To say that labor fights capital is not just an acknowledgement that at the end of the pay period the more that I am paid the less that is available for my employer to pay himself or any other factor of production (which in some very limited sense is true). It also reflects the perspective that the interests of labor and capital are irreconcilable, and that is a very different proposition.
Marxists do not claim that “communism is the dictatorship of the proletariat.” Rather they see the dictatorship of the proletariat as a stage on the way to communism.
And statements like “Whites are racist” and “Blacks are lazy” are erroneous generalizations, and something else entirely. I dare say that on occasions Pierre has generalized about Canadians, or socialists, or libertarians, and no one hearing him would have thought that he intended to describe every single Canadian, or socialist, or libertarian.
Pierre Lemieux
May 12 2020 at 10:37am
@Mark: You write:
Following this thinking, the British government, the German government, and the other countries’ government did misunderstand you each time they intentionally bombed civilian populations. Substituting “Nazi army” for “Nazi Germany” and “British army” for “British government” helps avoid such confusion.
Pierre Lemieux
May 12 2020 at 10:53am
@Mark: Not to mention that Imperial Japan and the United States fought the battles of Hiroshima and Nagasaki. Right?
Peter Gerdes
May 12 2020 at 3:00am
C’mon you know exactly what the sentence meant and it’s hardly collectivist to have an idiom for actions taken as the result of collective action rather than as a mere aggregation of individual actions. We even do this in perfectly ordinary discussions about groups. Compare:
My friends and I went down to Best Buy and purchased a load of PS4 games.
A bunch of my friends purchased video games at Best Buy today just like I did.
The former indicates that the action was taken collectively the later indicates aggregate individual action. The locution you are responding to was just a way to indicate it was action taken as a collective (via the government).

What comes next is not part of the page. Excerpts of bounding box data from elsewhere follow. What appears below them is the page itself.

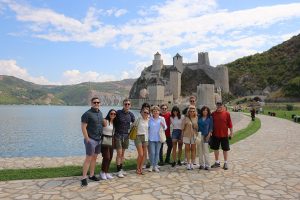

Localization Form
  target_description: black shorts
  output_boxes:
[209,136,230,151]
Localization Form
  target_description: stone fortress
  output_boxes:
[129,52,229,108]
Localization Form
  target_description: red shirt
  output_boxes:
[211,110,232,137]
[160,112,171,137]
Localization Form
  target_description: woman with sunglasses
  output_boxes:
[100,109,117,180]
[134,107,149,175]
[182,105,198,170]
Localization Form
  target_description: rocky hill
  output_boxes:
[0,75,135,105]
[226,34,300,98]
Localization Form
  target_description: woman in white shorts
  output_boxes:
[182,105,198,170]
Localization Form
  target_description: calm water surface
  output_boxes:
[0,105,138,157]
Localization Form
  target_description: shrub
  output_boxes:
[286,104,294,111]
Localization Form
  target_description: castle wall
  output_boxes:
[147,85,165,101]
[197,84,215,109]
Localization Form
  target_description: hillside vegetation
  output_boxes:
[226,34,300,98]
[0,75,135,105]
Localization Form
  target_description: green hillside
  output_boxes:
[0,75,135,105]
[226,34,300,98]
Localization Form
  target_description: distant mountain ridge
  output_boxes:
[0,75,135,105]
[226,34,300,99]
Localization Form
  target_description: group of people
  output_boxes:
[81,96,233,186]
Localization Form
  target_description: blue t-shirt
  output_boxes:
[198,116,213,136]
[81,108,103,141]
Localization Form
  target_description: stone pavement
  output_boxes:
[0,113,300,200]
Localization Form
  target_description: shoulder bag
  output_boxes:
[129,118,140,140]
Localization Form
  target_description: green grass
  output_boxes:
[0,118,261,181]
[264,109,300,121]
[230,117,261,144]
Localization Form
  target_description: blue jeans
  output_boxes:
[149,141,161,167]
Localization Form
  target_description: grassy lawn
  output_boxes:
[0,118,261,181]
[264,108,300,121]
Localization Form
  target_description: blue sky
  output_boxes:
[0,0,300,84]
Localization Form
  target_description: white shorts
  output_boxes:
[182,137,196,144]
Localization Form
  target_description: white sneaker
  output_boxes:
[100,172,107,180]
[105,173,114,179]
[117,171,124,178]
[190,164,194,170]
[121,169,127,176]
[148,166,153,172]
[186,164,191,170]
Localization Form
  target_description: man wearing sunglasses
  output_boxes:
[210,101,233,170]
[114,99,135,178]
[81,97,106,187]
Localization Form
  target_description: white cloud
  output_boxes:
[63,69,116,84]
[0,60,117,85]
[0,0,300,76]
[0,60,59,85]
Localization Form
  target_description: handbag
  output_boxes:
[159,126,167,143]
[101,135,113,147]
[195,132,201,145]
[129,118,140,140]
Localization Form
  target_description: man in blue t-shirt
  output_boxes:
[81,97,106,186]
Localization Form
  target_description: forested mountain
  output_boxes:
[226,34,300,98]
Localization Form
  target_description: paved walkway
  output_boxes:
[0,116,300,200]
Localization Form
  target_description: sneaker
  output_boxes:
[223,163,228,170]
[105,173,114,179]
[199,165,204,170]
[89,175,100,181]
[100,172,107,180]
[186,164,191,170]
[81,178,87,187]
[148,166,153,172]
[121,169,127,176]
[117,171,124,178]
[172,162,176,167]
[177,160,182,166]
[211,162,221,168]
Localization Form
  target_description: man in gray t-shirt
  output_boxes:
[81,97,106,186]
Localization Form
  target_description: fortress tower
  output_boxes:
[151,52,163,77]
[173,53,183,73]
[197,84,215,109]
[198,52,210,66]
[215,65,229,93]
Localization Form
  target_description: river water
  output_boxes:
[0,105,138,157]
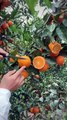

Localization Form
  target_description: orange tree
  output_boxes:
[0,0,67,120]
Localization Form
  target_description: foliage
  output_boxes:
[0,0,67,120]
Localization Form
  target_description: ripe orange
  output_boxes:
[18,56,31,67]
[22,70,29,78]
[35,75,40,79]
[30,106,40,114]
[39,48,44,53]
[8,20,13,26]
[33,56,46,69]
[56,56,64,66]
[48,41,61,55]
[39,63,49,72]
[50,52,58,57]
[9,58,15,63]
[2,22,9,29]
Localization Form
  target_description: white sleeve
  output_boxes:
[0,88,11,120]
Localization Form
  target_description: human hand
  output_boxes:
[0,48,8,60]
[0,66,25,91]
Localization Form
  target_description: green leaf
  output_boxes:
[44,0,51,8]
[10,7,19,19]
[47,23,56,32]
[56,27,67,43]
[26,0,38,14]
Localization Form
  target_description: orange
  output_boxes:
[18,56,31,67]
[50,52,58,57]
[48,41,61,55]
[35,75,40,79]
[39,63,49,72]
[22,70,29,78]
[30,106,40,114]
[33,56,46,69]
[56,56,64,66]
[8,20,13,26]
[9,58,15,63]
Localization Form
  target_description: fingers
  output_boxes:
[14,66,26,78]
[7,70,16,76]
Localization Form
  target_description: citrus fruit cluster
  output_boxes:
[10,42,65,78]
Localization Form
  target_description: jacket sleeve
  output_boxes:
[0,88,11,120]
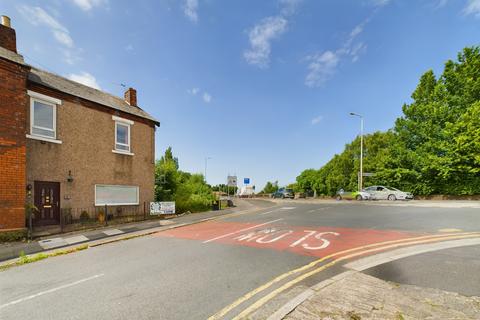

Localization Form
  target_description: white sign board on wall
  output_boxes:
[227,176,237,187]
[150,201,175,215]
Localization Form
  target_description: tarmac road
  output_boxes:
[0,201,480,319]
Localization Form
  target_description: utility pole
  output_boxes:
[204,157,212,183]
[350,112,363,191]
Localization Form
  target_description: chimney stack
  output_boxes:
[0,16,17,53]
[125,88,137,107]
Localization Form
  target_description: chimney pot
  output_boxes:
[125,88,137,107]
[0,16,11,28]
[0,16,17,53]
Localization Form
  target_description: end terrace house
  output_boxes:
[0,16,159,231]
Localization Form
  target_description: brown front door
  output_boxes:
[33,181,60,226]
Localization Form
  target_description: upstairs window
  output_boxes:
[112,116,133,154]
[115,122,130,152]
[28,91,61,139]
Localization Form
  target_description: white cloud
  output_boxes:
[305,19,370,88]
[463,0,480,18]
[243,0,303,68]
[17,5,78,64]
[305,51,340,88]
[187,88,200,96]
[312,116,323,125]
[52,30,73,48]
[183,0,198,23]
[243,16,288,68]
[72,0,108,11]
[370,0,391,7]
[202,92,212,103]
[18,5,68,33]
[68,72,100,90]
[280,0,303,16]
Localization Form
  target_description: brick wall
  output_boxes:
[0,59,28,230]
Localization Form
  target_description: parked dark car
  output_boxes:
[272,188,295,199]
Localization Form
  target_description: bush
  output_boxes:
[0,229,27,242]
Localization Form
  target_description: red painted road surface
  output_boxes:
[157,220,420,257]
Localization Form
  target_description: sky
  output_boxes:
[0,0,480,190]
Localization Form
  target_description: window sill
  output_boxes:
[27,134,62,144]
[112,150,135,156]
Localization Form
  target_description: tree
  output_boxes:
[262,181,278,193]
[297,47,480,195]
[155,147,214,212]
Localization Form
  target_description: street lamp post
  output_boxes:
[350,112,363,191]
[204,157,212,183]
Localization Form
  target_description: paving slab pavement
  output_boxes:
[284,271,480,320]
[0,200,274,262]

I would add that this kind of search for buried political presumptions in common speech acts is why overblown political correctness is rightly derided. There is no reason to believe the reader will notice or adopt the attitude that one perceives is hidden in the phrasing on close examination in cases like this so why make communication harder?
Pierre Lemieux
May 12 2020 at 10:29am
Many believe that “action taken as a [political] collective” has an ascertainable meaning and that substituting “government” for “the collective” is innocuous. But this is an error. See my Econlib article “The Vacuity of the Political ‘We’.” You might also want to revisit Hayek’s distinction between a social order and an organization.